Sustainable investing is hitting its stride, not only in net inflows, which Morningstar pegs this year at $26 billion through August, but in performance, in which U.S. sustainable equity and bond funds both outperformed peers through June, according to Morgan Stanley’s Institute for Sustainable Investing 2020 report.
This builds on 2019, in which U.S.-based sustainable equity funds outperformed their traditional peers by a median 2.8%, while U.S.-based sustainable taxable bond funds outperformed their peers by a median of 0.8%.
In 2020, U.S. equity traditional funds overall through June are down 8.7%, while sustainable counterparts were down only 4.8%. U.S. taxable bond funds overall were up 0.9% over the same period, while sustainable bond funds were up 3.2%.
Morgan Stanley concluded that the last 18 months have brought “both tremendous expansion and unprecedented challenges in the capital markets,” however “sustainable investments have continued to perform well in both environments … further dispelling the myth that investors seeking to ‘do well by doing good’ face a financial trade-off,” states the report.

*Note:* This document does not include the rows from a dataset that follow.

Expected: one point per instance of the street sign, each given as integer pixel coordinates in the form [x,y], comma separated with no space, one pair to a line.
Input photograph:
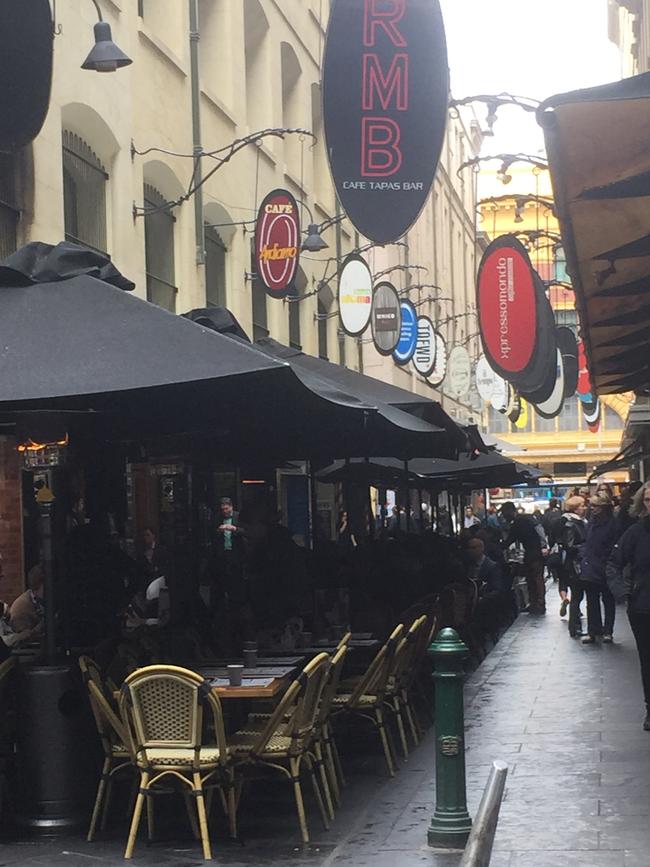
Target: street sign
[405,349]
[386,318]
[385,100]
[277,242]
[424,359]
[355,295]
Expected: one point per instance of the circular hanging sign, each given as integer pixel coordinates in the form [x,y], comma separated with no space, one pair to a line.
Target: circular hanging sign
[424,359]
[439,371]
[486,379]
[553,406]
[500,395]
[277,242]
[507,307]
[355,295]
[459,372]
[385,318]
[385,101]
[408,335]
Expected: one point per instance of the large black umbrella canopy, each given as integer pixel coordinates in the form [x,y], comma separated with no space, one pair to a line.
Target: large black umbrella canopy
[73,341]
[485,471]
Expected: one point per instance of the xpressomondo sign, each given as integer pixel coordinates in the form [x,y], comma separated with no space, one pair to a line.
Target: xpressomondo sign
[277,242]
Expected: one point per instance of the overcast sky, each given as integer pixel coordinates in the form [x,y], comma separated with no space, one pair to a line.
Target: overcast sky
[533,48]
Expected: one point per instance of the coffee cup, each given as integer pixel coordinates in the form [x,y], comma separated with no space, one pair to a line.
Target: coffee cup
[235,673]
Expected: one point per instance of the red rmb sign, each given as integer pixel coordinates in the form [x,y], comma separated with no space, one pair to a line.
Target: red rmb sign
[507,307]
[277,242]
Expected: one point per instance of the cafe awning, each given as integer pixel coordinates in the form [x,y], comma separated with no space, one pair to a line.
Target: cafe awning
[74,342]
[597,142]
[485,471]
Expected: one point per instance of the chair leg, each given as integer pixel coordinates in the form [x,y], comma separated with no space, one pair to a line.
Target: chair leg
[320,761]
[317,792]
[297,793]
[101,793]
[381,725]
[191,815]
[137,813]
[151,829]
[203,818]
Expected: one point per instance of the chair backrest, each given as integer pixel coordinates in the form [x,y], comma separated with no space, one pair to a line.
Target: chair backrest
[332,685]
[163,707]
[313,679]
[109,726]
[375,678]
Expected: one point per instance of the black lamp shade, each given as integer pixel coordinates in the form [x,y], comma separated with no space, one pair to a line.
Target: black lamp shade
[314,242]
[105,55]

The bank studied more than 11,000 U.S. mutual funds and ETFs, noting “evidence that funds incorporating environmental, social and governance criteria can potentially provide financial returns in-line, if not better than traditional funds, and with less downside risk,” it stated.
Large-Cap and Growth
The study also found that sustainable funds favored large-cap and growth stocks, whereas traditional funds favored large-cap and a blend of growth and value stocks.